Vorausgesetzt, Sie können so viel speichern.« Sollte er doch selbst
entscheiden, ob sie damit den Computer oder sein Gehirn
meinte.
So wie er die Augen zukniff, hatte er sie wohl im
letzteren Sinne verstanden, aber er ließ die Sache auf sich
beruhen. »Ich habe ihn im Auto.« Er stelzte zurück zu seinem
Dienstwagen, einem Crown Victoria, hob den Laptop vom Beifahrersitz
und trug ihn locker in einer Hand zurück.

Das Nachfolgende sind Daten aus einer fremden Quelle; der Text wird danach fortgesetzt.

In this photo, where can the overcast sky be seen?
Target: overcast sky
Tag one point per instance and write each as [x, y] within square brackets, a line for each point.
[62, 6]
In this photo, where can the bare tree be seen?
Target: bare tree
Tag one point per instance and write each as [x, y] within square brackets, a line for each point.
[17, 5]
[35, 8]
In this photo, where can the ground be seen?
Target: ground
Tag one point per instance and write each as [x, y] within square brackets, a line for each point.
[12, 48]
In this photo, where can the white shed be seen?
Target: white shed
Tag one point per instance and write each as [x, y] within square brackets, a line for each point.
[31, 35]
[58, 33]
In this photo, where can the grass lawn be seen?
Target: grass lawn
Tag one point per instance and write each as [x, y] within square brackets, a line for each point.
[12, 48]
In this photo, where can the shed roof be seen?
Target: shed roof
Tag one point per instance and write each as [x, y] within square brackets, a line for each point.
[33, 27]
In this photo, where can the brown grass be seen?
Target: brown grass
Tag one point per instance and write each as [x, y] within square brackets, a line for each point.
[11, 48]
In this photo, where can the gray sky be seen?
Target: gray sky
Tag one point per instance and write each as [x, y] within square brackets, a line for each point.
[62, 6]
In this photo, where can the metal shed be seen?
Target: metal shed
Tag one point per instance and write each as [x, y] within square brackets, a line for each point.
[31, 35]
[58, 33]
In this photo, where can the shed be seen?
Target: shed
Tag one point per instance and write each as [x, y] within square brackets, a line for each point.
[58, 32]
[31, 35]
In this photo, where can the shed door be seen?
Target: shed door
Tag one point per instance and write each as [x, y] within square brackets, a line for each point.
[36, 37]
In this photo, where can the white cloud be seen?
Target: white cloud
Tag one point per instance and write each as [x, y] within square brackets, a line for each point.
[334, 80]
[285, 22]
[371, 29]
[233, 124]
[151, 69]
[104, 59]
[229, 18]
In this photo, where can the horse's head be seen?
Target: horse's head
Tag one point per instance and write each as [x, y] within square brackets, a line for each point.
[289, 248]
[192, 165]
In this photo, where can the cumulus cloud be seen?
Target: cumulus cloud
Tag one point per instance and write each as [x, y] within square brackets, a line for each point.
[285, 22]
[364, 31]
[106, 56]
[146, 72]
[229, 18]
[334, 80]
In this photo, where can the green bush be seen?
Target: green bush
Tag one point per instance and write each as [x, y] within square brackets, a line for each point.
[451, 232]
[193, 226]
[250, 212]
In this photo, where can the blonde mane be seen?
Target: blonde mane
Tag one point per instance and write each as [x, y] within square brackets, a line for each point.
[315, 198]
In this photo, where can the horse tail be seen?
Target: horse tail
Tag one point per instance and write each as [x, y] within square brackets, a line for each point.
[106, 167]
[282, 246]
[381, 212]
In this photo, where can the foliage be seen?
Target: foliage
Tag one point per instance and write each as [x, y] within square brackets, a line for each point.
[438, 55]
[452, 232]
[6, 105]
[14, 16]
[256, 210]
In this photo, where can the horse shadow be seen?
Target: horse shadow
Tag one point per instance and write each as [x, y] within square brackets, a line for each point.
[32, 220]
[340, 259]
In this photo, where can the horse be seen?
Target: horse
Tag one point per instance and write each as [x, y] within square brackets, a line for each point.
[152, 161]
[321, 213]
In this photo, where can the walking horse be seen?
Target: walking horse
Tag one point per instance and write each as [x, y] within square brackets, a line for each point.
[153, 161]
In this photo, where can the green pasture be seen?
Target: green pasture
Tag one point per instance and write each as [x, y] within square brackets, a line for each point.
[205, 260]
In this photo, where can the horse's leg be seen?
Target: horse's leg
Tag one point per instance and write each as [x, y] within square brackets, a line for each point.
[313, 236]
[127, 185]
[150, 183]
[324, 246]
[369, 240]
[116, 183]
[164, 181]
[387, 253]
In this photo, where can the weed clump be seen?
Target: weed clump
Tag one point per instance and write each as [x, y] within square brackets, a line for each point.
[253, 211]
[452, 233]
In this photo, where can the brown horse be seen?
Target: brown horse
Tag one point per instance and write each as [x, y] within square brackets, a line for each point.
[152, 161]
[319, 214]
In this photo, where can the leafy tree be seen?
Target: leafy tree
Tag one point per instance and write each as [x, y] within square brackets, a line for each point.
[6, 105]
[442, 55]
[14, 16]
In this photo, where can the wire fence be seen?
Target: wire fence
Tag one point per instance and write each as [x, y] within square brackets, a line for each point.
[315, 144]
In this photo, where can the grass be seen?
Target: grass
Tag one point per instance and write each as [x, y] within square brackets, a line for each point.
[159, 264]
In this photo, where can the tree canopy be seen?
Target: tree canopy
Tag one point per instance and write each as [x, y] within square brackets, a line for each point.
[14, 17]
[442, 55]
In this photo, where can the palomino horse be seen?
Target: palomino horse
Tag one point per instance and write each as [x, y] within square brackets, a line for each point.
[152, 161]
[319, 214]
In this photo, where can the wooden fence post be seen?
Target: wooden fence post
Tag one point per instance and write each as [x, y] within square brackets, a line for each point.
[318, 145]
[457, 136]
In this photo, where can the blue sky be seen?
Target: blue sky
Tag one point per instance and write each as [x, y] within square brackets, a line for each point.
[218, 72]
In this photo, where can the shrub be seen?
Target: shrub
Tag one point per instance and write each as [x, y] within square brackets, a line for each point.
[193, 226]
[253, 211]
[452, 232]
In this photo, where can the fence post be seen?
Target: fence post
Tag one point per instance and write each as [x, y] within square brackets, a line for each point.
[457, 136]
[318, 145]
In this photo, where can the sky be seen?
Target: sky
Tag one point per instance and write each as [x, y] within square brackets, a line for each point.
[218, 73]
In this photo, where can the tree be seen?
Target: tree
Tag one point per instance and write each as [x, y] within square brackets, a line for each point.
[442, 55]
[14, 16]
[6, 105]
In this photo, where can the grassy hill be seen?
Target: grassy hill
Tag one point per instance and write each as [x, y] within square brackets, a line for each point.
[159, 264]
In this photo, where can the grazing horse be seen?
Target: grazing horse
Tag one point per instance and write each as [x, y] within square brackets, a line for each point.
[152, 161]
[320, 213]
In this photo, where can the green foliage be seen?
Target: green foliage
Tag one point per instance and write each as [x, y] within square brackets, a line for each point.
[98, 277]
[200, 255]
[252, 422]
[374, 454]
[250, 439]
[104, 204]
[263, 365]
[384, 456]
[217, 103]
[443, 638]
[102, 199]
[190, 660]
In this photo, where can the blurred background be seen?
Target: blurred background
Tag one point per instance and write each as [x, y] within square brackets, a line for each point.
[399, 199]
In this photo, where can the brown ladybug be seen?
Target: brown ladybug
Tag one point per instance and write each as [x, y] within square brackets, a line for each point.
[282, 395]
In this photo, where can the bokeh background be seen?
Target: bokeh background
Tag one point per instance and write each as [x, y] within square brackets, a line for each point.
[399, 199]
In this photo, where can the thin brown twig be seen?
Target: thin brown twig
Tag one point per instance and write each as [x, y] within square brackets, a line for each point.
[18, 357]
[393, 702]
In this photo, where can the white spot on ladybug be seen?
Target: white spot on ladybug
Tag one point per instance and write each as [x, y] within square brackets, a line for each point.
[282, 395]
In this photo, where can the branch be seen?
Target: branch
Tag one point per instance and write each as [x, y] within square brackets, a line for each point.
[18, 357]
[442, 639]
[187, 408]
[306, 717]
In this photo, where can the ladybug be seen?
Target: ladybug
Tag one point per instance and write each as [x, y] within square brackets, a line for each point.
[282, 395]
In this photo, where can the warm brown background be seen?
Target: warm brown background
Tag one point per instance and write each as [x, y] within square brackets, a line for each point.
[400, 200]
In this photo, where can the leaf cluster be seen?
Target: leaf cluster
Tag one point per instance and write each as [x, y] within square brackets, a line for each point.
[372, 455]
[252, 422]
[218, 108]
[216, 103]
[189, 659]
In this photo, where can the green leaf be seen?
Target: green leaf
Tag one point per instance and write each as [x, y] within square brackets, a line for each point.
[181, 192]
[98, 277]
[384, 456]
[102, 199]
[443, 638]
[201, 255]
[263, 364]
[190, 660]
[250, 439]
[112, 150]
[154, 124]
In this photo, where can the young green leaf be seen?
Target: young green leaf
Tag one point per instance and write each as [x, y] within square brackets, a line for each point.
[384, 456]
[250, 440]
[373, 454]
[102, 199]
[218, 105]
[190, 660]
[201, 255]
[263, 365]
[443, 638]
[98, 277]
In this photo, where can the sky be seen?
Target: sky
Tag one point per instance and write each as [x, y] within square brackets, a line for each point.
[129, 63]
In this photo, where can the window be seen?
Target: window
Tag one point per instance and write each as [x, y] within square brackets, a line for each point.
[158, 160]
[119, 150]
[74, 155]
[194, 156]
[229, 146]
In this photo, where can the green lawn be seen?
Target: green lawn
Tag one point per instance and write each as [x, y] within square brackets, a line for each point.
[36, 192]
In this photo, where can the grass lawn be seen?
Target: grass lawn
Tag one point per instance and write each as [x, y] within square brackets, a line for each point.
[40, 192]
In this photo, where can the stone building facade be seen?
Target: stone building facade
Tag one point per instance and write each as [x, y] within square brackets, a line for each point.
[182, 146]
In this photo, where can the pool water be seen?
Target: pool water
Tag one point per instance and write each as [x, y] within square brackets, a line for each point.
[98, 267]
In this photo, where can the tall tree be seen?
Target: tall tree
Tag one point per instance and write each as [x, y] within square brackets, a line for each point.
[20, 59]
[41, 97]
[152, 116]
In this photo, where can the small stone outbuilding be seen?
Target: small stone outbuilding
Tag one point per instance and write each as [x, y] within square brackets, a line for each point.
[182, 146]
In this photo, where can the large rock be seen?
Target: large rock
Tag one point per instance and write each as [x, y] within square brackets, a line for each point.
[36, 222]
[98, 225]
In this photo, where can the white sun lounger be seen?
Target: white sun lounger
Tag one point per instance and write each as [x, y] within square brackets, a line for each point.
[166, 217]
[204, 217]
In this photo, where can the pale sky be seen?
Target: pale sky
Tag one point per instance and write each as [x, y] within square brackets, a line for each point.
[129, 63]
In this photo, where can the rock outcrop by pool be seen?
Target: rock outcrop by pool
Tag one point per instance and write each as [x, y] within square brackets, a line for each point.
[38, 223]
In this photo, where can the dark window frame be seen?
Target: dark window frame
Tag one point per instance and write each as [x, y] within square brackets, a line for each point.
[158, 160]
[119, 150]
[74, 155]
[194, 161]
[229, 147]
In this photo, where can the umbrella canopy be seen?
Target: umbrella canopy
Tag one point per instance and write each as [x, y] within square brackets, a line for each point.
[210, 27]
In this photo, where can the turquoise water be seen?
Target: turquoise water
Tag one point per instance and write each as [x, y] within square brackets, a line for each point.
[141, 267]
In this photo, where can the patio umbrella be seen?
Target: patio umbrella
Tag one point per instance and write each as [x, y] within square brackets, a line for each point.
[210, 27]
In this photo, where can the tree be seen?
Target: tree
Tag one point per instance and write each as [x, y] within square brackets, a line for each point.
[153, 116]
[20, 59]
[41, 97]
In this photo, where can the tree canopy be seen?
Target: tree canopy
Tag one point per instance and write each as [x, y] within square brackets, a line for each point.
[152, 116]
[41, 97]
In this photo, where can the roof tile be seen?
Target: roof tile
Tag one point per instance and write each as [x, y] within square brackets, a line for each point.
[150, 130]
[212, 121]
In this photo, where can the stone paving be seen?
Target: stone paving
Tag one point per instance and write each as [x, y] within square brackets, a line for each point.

Sie sperrte den Angestellteneingang auf und drehte
sich zur Seite, um ihm den Laptop abzunehmen. »Heute Mittag können
Sie ihn wieder abholen«, sagte sie.
Er ließ das Gerät nicht los. »Könnten Sie das nicht
gleich erledigen?«
»Das habe ich auch vor, aber es wird ein paar
Minuten dauern.«
»Wie viele sind ein paar?«
Verzagt erkannte sie, dass er warten wollte. »Sind
Sie nicht im Dienst?«
Er tippte auf den Piepser an seinem Gürtel. »Ich
bin immer im Dienst. Wie viele sind ein paar?«
Diese verfluchte moderne Elektronik, fluchte sie
insgeheim. Auf gar keinen Fall wollte sie, dass er ständig über
ihr hing. »Kommt ganz darauf an.« Sie versuchte auszurechnen,
wie lange ihm wohl zu lange wäre. »Eine Dreiviertel- bis ganze
Stunde.«
»Dann warte ich.«
Verflucht, verflucht. Ihr einziger Trost war, dass
es bestimmt
nicht so lange dauern würde, den Upgrade durchzuführen; danach
würde er sie wieder in Frieden lassen.
»Gut. Ich erwarte Sie am Haupteingang.« Sie trat
ein und hätte ihm fast die Tür ins Gesicht geschlagen, weil er
ebenfalls einen Schritt nach vorn gemacht hatte. Er fing die Tür im
letzten Moment mit der Hand ab. »Ich komme mit rein«, erklärte er
mit düsterem Blick.
Daisy streckte die Schultern durch. »Das geht
nicht.«
»Warum nicht?«
Sie hätte gedacht, das würde sich von selbst
verstehen. Also wies sie auf das Schild an der Tür, das nur wenige
Zentimeter von seiner Nase entfernt war. »Dies ist der Eingang für
Angestellte. Sie sind kein Angestellter.«
»Ich bin städtischer Angestellter.«
»Sie sind kein Angestellter der Bücherei, und nur
das zählt.«
»Verdammt noch mal, Lady, wen interessiert das
schon?«, fuhr er sie ungeduldig an.
Noch mehr Punktabzüge. Mit seinen Strafpunkten
hätte er ein ganzes Springreitturnier bestreiten können. »Nein. Sie
gehen zum Haupteingang.«
Offenbar hatte er ihre eiserne Miene endlich zur
Kenntnis genommen. Er musterte sie kurz, als würde er überlegen, ob
er sie einfach über den Haufen rennen sollte, machte dann aber,
einen Fluch brummelnd, auf dem Absatz kehrt und stürmte um das
Gebäude herum zur Vorderseite.
Sie blieb allein stehen, mit untertassengroßen
Augen. Er hatte ein ausgesprochen derbes Wort gebraucht. Jedenfalls
war sie ziemlich sicher, eines gehört zu haben. Natürlich hatte sie
es schon öfter gehört; man konnte heutzutage kaum einen Film
anschauen, ohne dass es einem um die Ohren gehauen wurde. Außerdem
war sie ins College gegangen, wo sich die jungen Leute gegenseitig
darin zu übertrumpfen versuchten, wie cool und weltgewandt sie
waren, indem sie alle ihnen bekannten Schimpfwörter verwendeten;
sie hatte es sogar schon selbst
verwendet. Doch Hillsboro war eine Kleinstadt in den Südstaaten,
und hier galt es immer noch als schlechte Kinderstube, wenn ein
Mann in Gegenwart einer Frau derartige Ausdrücke verwendete.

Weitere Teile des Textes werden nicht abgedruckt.